Mayor Toni Harp said Tuesday that city policies that protect undocumented residents from arrest and deportation by federal Immigration and Customs Enforcement officers will not change when President-elect Donald Trump takes office.
In an interview with the News, Harp said the New Haven Police Department will not assist ICE on raids to arrest undocumented immigrants, which she said has been NHPD policy since 2006. She added that she has met with Hispanic residents of the city as well as members of advocacy groups Unidad Latina en Acción and JUNTA for Progressive Action to hear their concerns, and that she has begun to put together a committee of community members, alders and other government officials to brainstorm actions the city could to take to defend undocumented residents in the event of a future ICE deportation raid.
Harp said that because deportation is a federal issue, ICE has no right to involve local departments, including the NHPD. She added that assigning NHPD officers to deportation raids would undermine the NHPD’s effort to institute community-based policing, whose goal is to increase trust and communication between residents and officers.
“You can’t raid your residents and gain their trust,” Harp said. “We think it’s more important to gain the trust of our people than to help in these raids.”
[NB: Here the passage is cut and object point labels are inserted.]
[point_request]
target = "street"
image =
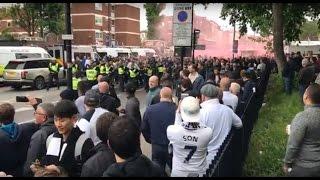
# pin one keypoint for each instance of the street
(24, 111)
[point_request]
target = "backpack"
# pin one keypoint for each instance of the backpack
(78, 147)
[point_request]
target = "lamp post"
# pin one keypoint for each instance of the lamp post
(196, 33)
(68, 45)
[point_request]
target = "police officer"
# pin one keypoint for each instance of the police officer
(148, 73)
(75, 80)
(160, 69)
(54, 67)
(109, 71)
(75, 68)
(102, 68)
(133, 75)
(121, 76)
(92, 74)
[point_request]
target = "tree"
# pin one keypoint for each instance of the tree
(152, 12)
(281, 20)
(310, 30)
(6, 35)
(39, 17)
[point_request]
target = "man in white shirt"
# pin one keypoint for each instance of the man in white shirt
(218, 117)
(189, 141)
(228, 98)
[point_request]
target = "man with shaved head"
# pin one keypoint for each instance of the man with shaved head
(156, 119)
(154, 89)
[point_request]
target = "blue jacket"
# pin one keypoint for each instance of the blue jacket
(156, 119)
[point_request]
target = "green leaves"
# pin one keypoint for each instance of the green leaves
(39, 17)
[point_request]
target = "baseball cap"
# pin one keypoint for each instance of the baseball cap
(92, 98)
(190, 109)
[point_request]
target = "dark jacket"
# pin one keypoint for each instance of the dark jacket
(156, 119)
(88, 115)
(306, 75)
(197, 84)
(137, 166)
(13, 150)
(288, 69)
(109, 103)
(133, 110)
(99, 162)
(248, 90)
(68, 161)
(37, 148)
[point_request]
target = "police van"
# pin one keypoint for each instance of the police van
(8, 53)
(145, 52)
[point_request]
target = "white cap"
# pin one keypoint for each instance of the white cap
(190, 109)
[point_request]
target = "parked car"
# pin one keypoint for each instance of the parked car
(29, 72)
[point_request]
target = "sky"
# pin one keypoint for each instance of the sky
(212, 13)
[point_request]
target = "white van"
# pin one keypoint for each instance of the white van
(145, 52)
(8, 53)
(114, 52)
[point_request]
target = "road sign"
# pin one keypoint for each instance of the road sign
(235, 46)
(200, 47)
(182, 24)
(67, 36)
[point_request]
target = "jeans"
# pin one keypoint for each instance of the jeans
(287, 85)
(160, 155)
(302, 88)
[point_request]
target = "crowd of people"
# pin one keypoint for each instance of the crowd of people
(302, 151)
(189, 113)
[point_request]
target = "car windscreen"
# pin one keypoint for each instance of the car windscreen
(15, 65)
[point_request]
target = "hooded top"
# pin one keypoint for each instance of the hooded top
(14, 143)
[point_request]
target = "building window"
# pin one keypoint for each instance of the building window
(98, 6)
(98, 20)
(99, 35)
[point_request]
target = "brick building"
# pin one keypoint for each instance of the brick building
(105, 24)
(93, 24)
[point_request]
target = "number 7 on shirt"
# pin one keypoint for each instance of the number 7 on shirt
(193, 149)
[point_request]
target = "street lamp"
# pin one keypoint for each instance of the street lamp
(196, 34)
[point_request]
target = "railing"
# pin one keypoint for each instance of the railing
(233, 151)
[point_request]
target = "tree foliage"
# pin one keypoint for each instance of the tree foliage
(310, 30)
(39, 17)
(260, 17)
(152, 12)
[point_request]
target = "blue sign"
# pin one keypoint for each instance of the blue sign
(182, 16)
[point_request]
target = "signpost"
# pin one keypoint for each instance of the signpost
(182, 27)
(200, 47)
(235, 46)
(182, 24)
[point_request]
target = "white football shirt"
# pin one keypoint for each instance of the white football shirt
(189, 149)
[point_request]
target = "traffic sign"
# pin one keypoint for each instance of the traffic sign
(200, 47)
(67, 36)
(182, 24)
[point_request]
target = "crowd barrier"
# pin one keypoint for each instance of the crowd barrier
(231, 155)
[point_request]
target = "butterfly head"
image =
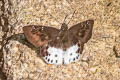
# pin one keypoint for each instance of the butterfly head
(64, 27)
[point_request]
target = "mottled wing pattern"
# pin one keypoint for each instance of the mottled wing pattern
(39, 35)
(80, 34)
(83, 30)
(58, 47)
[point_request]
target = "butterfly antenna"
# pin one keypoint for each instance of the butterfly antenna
(72, 16)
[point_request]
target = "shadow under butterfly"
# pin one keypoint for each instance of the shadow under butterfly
(60, 46)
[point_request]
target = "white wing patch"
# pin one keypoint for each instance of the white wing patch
(58, 56)
(71, 55)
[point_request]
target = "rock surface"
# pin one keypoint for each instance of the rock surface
(20, 59)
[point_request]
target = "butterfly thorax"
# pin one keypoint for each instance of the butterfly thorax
(64, 40)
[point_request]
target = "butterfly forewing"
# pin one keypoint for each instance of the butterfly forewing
(39, 35)
(83, 30)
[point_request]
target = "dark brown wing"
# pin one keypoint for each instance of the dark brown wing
(82, 31)
(39, 35)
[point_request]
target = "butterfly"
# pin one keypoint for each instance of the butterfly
(60, 46)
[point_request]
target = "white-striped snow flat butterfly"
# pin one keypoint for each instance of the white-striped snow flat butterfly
(60, 46)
Harp noted that the NHPD will continue its policy of not asking those arrested for identification papers detailing citizenship, asserting that the job of the police department is to detain people who are believed to have committed crimes, not to look into their immigration status. Harp said while she was sure that ICE would ask for the NHPD’s assistance in deportation raids and investigations, the department will “decline respectfully.” She said, however, that city government would use its relationships with the Yale Law clinic and other legal aids to support residents arrested by ICE.
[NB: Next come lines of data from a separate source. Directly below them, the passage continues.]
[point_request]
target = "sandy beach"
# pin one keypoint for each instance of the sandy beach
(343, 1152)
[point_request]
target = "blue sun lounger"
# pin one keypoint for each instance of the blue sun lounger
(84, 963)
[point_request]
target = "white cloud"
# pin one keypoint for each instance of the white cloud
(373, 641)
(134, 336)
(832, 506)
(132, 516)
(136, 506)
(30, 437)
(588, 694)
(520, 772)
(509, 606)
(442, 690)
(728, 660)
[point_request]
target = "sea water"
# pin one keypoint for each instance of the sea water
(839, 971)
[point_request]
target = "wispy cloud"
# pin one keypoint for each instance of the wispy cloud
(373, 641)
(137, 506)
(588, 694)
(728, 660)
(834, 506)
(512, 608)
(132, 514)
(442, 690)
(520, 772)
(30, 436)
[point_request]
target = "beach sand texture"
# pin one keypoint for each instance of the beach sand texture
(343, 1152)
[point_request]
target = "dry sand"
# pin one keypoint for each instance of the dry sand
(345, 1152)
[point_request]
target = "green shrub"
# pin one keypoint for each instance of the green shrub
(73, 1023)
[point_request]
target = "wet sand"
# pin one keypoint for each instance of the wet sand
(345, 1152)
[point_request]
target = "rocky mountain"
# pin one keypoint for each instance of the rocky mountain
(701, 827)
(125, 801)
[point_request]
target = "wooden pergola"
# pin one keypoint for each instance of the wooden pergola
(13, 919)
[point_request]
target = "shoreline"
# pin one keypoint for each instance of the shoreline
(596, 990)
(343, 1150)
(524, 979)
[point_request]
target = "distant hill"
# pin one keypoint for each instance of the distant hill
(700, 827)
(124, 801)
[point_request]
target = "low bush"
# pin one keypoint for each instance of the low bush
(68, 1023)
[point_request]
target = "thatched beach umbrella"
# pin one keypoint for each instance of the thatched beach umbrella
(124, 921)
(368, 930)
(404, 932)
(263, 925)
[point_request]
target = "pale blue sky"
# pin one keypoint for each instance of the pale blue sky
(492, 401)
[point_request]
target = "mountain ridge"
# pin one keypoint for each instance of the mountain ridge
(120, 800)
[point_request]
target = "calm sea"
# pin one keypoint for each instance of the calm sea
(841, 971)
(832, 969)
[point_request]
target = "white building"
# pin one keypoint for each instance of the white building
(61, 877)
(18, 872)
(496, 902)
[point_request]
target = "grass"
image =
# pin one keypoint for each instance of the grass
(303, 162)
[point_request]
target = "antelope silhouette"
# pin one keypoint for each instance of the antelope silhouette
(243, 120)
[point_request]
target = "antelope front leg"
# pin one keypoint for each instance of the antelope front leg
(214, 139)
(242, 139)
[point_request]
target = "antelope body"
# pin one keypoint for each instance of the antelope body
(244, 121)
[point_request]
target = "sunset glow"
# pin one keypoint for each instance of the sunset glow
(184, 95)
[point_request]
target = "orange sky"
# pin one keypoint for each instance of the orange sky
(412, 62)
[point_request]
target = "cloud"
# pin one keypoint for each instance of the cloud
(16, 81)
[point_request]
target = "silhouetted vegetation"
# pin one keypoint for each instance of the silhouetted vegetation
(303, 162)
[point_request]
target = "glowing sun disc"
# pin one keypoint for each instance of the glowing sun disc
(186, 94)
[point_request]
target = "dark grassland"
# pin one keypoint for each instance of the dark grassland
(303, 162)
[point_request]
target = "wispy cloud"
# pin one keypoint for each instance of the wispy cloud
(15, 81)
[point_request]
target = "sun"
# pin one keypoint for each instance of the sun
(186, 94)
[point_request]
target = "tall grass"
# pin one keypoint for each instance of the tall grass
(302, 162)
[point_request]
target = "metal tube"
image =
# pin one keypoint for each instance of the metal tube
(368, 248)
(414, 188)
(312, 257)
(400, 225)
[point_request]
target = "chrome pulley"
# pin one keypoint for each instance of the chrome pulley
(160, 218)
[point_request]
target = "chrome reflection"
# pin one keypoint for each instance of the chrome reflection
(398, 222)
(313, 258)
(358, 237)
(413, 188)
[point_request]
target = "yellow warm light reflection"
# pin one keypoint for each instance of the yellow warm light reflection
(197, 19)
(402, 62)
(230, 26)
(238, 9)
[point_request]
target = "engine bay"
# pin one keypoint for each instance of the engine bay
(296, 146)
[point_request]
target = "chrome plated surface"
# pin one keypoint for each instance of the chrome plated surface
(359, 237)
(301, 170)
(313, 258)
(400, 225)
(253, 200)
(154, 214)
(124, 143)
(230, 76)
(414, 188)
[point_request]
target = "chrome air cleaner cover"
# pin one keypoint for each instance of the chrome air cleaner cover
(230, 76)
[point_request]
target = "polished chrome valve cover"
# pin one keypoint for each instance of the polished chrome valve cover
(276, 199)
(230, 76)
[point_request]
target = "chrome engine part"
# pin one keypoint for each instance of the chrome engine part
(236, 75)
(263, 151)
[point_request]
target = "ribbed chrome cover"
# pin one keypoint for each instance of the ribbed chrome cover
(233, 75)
This announcement comes at a time when fear of deportation runs rampant among undocumented residents. Trump rose to the presidency amid promises to deport millions of criminal illegal immigrants.
Many undocumented parents in New Haven fear that ICE officers will come to their childrens’ schools and take them away, according to Fatima Rojas, president of the Parent Teacher Association at Fair Haven’s Christopher Columbus Family Academy, a school whose student body is composed largely of immigrants and children of immigrants.
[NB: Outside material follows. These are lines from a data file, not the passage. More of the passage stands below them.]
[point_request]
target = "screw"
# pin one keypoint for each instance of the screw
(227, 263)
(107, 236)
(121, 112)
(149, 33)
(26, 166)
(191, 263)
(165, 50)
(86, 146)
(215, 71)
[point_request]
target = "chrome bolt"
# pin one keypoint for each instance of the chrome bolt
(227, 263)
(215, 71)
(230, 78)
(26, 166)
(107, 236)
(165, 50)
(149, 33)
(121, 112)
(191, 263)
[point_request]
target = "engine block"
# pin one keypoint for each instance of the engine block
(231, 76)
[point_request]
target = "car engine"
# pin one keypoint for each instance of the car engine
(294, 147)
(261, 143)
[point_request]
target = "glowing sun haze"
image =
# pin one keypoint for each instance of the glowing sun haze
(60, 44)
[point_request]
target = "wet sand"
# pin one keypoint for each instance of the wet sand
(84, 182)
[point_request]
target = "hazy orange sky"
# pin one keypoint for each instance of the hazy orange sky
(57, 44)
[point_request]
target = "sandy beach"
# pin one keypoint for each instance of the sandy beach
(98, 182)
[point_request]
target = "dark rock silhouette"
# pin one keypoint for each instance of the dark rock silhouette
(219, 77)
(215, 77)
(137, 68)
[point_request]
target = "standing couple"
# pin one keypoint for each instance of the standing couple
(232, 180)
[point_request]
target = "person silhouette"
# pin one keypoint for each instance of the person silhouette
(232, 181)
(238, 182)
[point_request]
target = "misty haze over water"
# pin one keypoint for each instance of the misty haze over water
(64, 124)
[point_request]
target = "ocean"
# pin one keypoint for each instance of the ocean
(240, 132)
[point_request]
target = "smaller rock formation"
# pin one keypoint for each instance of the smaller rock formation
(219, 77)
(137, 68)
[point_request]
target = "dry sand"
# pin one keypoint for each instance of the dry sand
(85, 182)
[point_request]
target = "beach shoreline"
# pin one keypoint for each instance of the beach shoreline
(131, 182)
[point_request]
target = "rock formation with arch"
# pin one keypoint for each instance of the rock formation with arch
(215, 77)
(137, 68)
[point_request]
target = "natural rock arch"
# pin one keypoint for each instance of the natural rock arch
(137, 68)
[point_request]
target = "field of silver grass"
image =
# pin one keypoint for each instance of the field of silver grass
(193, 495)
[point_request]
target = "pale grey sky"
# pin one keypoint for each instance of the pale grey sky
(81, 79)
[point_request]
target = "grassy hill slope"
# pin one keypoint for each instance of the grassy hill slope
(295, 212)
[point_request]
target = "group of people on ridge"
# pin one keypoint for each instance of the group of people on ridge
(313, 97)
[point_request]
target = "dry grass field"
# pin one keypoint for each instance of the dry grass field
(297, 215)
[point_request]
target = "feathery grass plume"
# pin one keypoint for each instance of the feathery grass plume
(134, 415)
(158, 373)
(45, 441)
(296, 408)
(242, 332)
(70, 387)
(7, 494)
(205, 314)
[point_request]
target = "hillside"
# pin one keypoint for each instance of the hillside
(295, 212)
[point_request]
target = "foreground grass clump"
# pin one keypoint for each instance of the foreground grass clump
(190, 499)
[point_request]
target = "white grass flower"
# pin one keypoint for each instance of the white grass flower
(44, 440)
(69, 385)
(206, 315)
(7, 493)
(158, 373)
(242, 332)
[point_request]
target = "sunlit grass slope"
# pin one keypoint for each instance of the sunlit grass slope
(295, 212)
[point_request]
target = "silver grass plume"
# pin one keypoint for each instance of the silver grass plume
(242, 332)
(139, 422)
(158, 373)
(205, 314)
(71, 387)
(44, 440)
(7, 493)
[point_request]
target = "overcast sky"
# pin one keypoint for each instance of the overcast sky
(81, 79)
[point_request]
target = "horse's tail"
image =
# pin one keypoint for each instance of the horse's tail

At a November meeting with ULA and JUNTA members, Harp said informing residents that ICE is not legally permitted to enter schools is a high priority moving forward.
This would not be the first time New Haven was the subject of a substantial ICE raid. ULA organizer John Lugo said ICE arrested 32 Elm City residents during a raid in 2007. Lugo explained that the raid came after the city voted to approve the implementation of municipal ID cards, which gave city residents a means by which to identify themselves and thereby to do things such as open bank accounts regardless of immigration status.
“ICE officers went to someone’s house and he wasn’t there, but they arrested five other young men in the house,” Lugo said, explaining that the officers made these arrests on the basis of “racial profiling.”
After a citywide effort to oppose the 2007 raid, which involved then-Mayor John DeStefano Jr. and city alders marching in protest and organizing a legal defense for those arrested, all 32 immigrants were freed, according to ULA volunteer Megan Fountain ’07. The immigrants then sued ICE and won $350,000 in damages.
In recent weeks, mayors of several sanctuary cities, including New York City and Chicago, have vocalized their intent to continue to protect their city’s undocumented immigrants. Nevertheless, Trump has not yet backed down on a promise he made at an Aug. 31 rally to cut all federal funding to sanctuary cities.
In an interview with WNYC, New York City Mayor Bill de Blasio said Trump’s plan to unilaterally cut federal funding to sanctuary cities has been ruled unconstitutional by the Supreme Court, and that funding cuts have to be “very specific to the matter at hand.” This has led to speculation across the nation that Trump might target local agencies that could be seen as responsible for upholding immigration policy, such as local police departments.
NHPD spokesman David Hartman said he has discussed the possibility of federal funding cuts to his department with the mayor. Hartman said these cuts would be “extremely unfortunate” given that the department is already spending every penny it gets in funding and has a backlog of equipment it still needs for the department. Hartman added that the price of outfitting officers has increased greatly as new technology has emerged.
Hartman said it was difficult to estimate how much money the department would lose from cuts in federal funding, given that some federal money trickles down to the department through state agencies and is thus hard to track. In terms of preparing for federal cuts, Hartman said there was little the department could do besides grit its teeth and pray for the best.
“We are thoroughly concerned about this, but it’s kind of like worrying about the pain of getting a flu shot. You’re going to get it, and it’s going to hurt, but there’s no alternative,” he said, but added that he hoped “cooler heads would prevail” and funding to local departments would not be cut.
Trump will take office on Jan. 20, 2017.